Telekom beantragt Vectoring-Ausbau für 5,9 Millionen Haushalte

Zentrale der Deutschen Telekom in Bonn

Zentrale der Deutschen Telekom in Bonn

Die Deutsche Telekom investiert bereits seit langer Zeit in ein flächendeckendes Highspeed-Netz. Nun planen die Bonner bis zu 5,9 Millionen weitere Kunden mit dem Highspeed-Netz zu verbinden, um innerhalb der nächsten drei Jahre 80 Prozent aller Haushalte damit versorgen zu können.
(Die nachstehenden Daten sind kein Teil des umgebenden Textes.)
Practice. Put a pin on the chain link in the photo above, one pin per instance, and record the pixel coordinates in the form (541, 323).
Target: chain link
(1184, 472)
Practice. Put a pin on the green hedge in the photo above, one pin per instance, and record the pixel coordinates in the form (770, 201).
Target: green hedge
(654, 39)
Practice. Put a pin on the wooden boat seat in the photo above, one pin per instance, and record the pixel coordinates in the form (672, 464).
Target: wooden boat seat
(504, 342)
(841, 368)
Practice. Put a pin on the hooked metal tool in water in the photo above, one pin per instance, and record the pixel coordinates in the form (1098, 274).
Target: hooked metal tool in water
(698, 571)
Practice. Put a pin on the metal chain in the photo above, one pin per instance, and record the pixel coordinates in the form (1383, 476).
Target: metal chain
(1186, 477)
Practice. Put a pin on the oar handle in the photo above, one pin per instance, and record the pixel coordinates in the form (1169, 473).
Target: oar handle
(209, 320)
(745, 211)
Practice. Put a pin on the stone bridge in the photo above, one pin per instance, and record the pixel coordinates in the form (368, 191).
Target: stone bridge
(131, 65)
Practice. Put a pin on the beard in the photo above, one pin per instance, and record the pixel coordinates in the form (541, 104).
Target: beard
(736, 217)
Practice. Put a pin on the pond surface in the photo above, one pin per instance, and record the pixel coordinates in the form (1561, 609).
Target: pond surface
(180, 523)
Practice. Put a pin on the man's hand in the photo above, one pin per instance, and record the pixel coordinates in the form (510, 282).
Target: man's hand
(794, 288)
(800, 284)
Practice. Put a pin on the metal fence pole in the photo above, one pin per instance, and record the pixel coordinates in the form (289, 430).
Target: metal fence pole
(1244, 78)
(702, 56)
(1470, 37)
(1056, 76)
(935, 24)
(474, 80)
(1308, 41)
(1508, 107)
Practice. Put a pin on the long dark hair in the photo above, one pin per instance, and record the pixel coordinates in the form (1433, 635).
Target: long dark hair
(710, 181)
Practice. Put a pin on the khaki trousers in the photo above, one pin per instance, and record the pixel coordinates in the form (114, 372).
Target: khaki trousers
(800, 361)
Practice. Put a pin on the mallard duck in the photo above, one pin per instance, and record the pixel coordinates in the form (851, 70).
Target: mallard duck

Der Ausbau von Highspeed-Internet in Deutschland schreitet nach wie vor voran. Die Telekom hat bereits zugesagt, über die Hälfte aller Haushalte mittels der Vectoring-Technik mit schnellem Internet zu versorgen. Mit Vectoring hat der Kunde die Möglichkeit auch über alte Leitungen Highspeed-Internet mit bis zu 100 Mbit/s zu beziehen. Die Telekom plant sogar künftig per Super-Vectoring auch Geschwindigkeiten von 250 Mbit/s anbieten zu können. Die Telekom rechnet damit bis 2018 bis zu 80 Prozent der Kunden mit der Technik erreichen zu können.

Den Grundstein für die „Rahmenbedingungen“ hat die Telekom bereits gelegt. Nun beantragte die Telekom Änderungen bei der Bundesnetzagentur. Es geht um die Zugangsverpflichtung zur Teilnehmeranschlussleitung kurz TAL, die die Telekom verpflichten, aufgrund der Masse an unternehmenseigenen Leitungen, einen Teil der Leitungen an Wettbewerber zu vermieten. Die Telekom darf hierfür eine Miete verlangen, die von der Bundesnetzagentur festgelegt wird. Seit 2013 beträgt die Miete 10,19 Euro pro Monat. Wie genau die Änderungen aussehen bleibt noch abzuwarten.

Geänderte Regulierung im Nahbereich des Hauptverteilers nötig

Zurzeit ist ein Ausbau im Nahbereich um die Hauptverteiler laut Telekom nicht ohne weiteres möglich, da die Vectoring-Technik in den Kabelverzweigern, die direkt in die Haushalte gelangt, Störungen verursacht, falls der Kabelverzweiger und der Hauptverteiler näher als 550 Meter beieinander stehen. Die technischen Einschränkungen betreffen laut der Telekom zwar nur 1,5 Prozent (135.000) aller vermieteten Leitungen, allerdings sind dem Unternehmen nach eigenen Aussagen aufgrund der derzeitig festgelegten Nutzungsrechte die Hände gebunden und ein Ausbau ist aktuell nicht möglich.

Infografik_Vectoring

Die Einschränkungen betreffen rund 5,9 Millionen Kunden. Die Telekom beantragt nun, dass das Unternehmen den Wettbewerbern VDSL-Anschlüsse in den Hauptverteilern nicht mehr bereitstellen muss. Das Unternehmen plant bestehende Wettbewerbsverträge zu kündigen und auf alternative Produkte umzustellen, um eine flächendeckende Nutzung von Vectoring ohne Störungen im Nahbereich anbieten zu können. Ob die Bundesnetzagentur dem zustimmt, bleibt abzuwarten.

Die Bonner sind sich jedoch sicher, dass auch der Wettbewerb von den Änderungen profitieren würde. Durch das Bereitstellen von sogenannten „Vorleistungsprodukte“, könnten auch die Wettbewerber ihren Kunden entsprechende Highspeed-Tarife über die Telekom-Leitungen anbieten.

Solche Pläne sollte man angesichts der jüngsten Berichte über die Methoden im Glasfaserausbau natürlich mit Vorsicht genießen. Innovation ist sicher ein lobenswerter Schritt hin zu einer europaweiten wettbewerbsfähigen Infrastruktur und einer großen Angebotsvielfalt, dennoch sollte die Bundesnetzagentur hier die Sachlage genau prüfen.